Aisha, just like the other beggars, has never set foot in a classroom. The only form of education she has had was the one given to her by her older siblings and parents on the art of begging.
Not only foreigners are in the legion of child beggars.
Six-year-old Alhassan Osman also plies his trade at the Airport Junction where he pushes an old woman in a wheelchair to beg for alms.
According to him, he dropped out of school after his mother’s death. He has never known his father.
Exploitation
The Head of Information Research and Advocacy at the Department of Children, Mr Sylvester Kyei-Gyamfi, described the situation as an abuse of the rights of the children.
“The act of begging is a clear example of exploitation. The older ones know that people have a soft spot for children. They, therefore, take advantage of that and use the children for financial gain,” he said.
Refugees, asylum seekers or economic migrants?
As a result of ECOWAS protocols, which allow the free movement of people and goods among countries in the sub-region, people travel to Ghana and other countries in the sub-region unimpeded.
In an interview, some of the foreigners claimed to be running from conflicts and political prosecution in their countries but contradicted themselves when they stated that they went home periodically to either check on their families or bring them over to Ghana.
Their stay in a particular country depends mainly on economic conditions in that country and the freedom given to them, and in most cases they are allowed to go about their business with no or minimum restriction.
To make their begging easier, the young ones, who mainly engage in it, are introduced to the local languages of their host countries.
If their work is hazardous, their sleeping places are worse.
Behind the Spintex Road Lorry Park in Accra lies a shanty town of wooden structures where sometimes a family of five or six lay their heads in a kiosk.
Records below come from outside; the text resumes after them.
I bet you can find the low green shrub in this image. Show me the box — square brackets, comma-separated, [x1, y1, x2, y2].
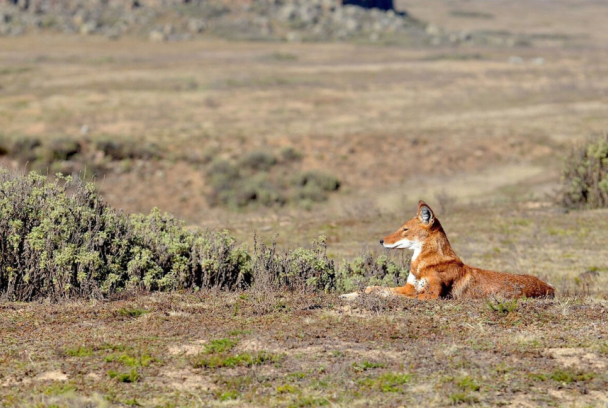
[0, 170, 252, 300]
[253, 237, 336, 291]
[561, 133, 608, 208]
[0, 170, 407, 302]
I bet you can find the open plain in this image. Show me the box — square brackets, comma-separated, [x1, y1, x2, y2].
[0, 0, 608, 407]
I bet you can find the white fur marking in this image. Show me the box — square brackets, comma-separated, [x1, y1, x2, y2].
[383, 238, 422, 261]
[407, 272, 428, 292]
[340, 292, 359, 301]
[416, 278, 427, 292]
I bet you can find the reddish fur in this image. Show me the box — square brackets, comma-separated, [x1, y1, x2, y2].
[366, 201, 555, 299]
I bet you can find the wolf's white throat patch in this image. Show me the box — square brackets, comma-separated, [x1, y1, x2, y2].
[382, 238, 422, 261]
[407, 272, 427, 292]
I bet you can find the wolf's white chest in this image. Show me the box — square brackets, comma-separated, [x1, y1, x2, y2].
[407, 272, 427, 292]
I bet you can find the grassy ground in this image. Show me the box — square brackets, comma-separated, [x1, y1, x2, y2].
[0, 292, 608, 407]
[0, 0, 608, 407]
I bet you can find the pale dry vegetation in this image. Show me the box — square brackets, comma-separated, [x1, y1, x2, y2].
[0, 0, 608, 407]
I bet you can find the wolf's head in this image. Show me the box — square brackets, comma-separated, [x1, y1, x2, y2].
[380, 200, 441, 251]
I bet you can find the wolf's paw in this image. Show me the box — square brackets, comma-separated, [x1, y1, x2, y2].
[365, 286, 394, 297]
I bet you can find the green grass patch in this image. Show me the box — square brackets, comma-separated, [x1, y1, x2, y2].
[108, 368, 141, 383]
[65, 346, 93, 357]
[217, 391, 241, 401]
[359, 373, 412, 393]
[192, 351, 283, 368]
[352, 361, 386, 371]
[104, 353, 156, 367]
[205, 339, 238, 354]
[288, 396, 329, 408]
[43, 383, 76, 395]
[116, 307, 150, 318]
[549, 369, 595, 384]
[449, 392, 479, 405]
[454, 376, 480, 391]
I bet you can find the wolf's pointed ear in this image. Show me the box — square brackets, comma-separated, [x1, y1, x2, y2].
[418, 200, 435, 224]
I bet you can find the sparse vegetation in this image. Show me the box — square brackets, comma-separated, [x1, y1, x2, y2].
[561, 133, 608, 208]
[206, 148, 340, 209]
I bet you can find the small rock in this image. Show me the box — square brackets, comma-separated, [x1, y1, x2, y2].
[188, 18, 207, 34]
[149, 30, 167, 42]
[79, 21, 97, 35]
[509, 55, 524, 65]
[532, 57, 545, 65]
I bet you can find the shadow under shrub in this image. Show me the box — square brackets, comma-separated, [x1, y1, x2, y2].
[0, 170, 252, 300]
[561, 133, 608, 209]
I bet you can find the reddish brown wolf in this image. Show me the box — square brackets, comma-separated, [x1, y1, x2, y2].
[360, 201, 555, 299]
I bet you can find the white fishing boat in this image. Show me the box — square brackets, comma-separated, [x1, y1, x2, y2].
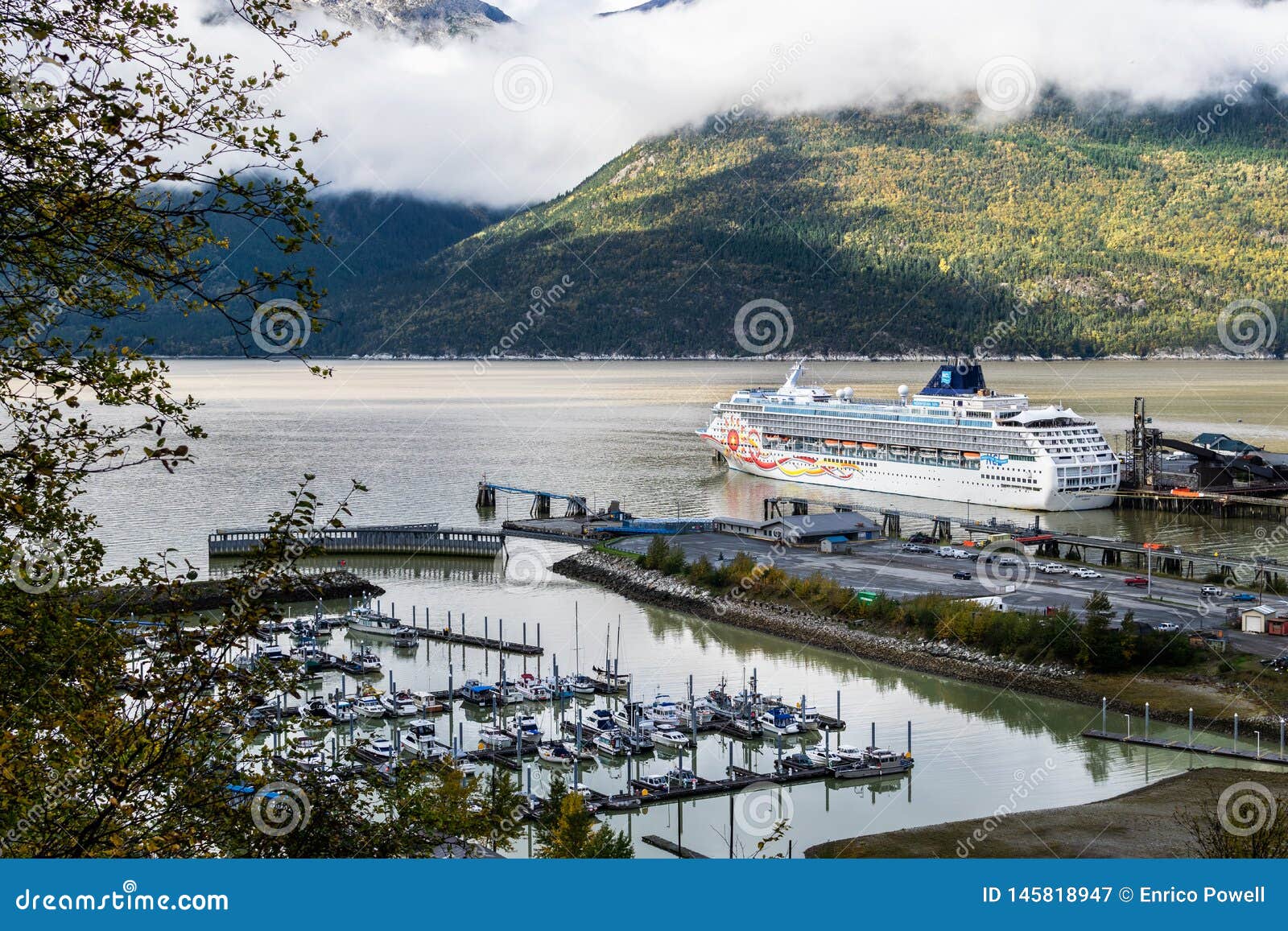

“The space is small but we squeeze ourselves in. When the weather is hot, my parents sleep outside,” another child beggar, Zara, said of their sleeping condition.
Solutions
Ms Ewurabena Quainoo, the Founder of the Save a Street Child Foundation, a non-governmental organisation (NGO) involved in efforts to take children off the streets, said the government and NGOs could join forces and pool resources to take the children off the streets, help educate the young ones, as well as identify opportunities that would empower the older ones among them.

Department of Social Welfare
Responding to the concerns, the National Director of the Department of Social Welfare, Mr Benjamin Otoo, said the issue of street children was worrisome and a problem which could not be solved by only the department.
He said the situation bred armed robbery and prostitution, which led to teenage pregnancy and sexually transmitted diseases and consequently affected the human resource capacity of the country.
Although the department tried to rescue some children from the streets a number of times, he said, the operation had not been successful because the approach was ad hoc.
“We need a holistic approach to deal with the situation because rescuing children from the street is not a simple procedure. It is a long procedure which needs lots of efforts from not only the department but also other stakeholders,” he explained.
Currently, he said, the department had developed a road map for dealing with children on the street which had been submitted to the Ministry of Gender, Children and Social Protection and was awaiting validation.
As part of the road map, he said, the department was considering a policy on street children.
He said the database to enable the department to plan its work was the first stage of the road map.
He advised parents not to use poverty as a licence to neglect their children but cater for them, not the other way round.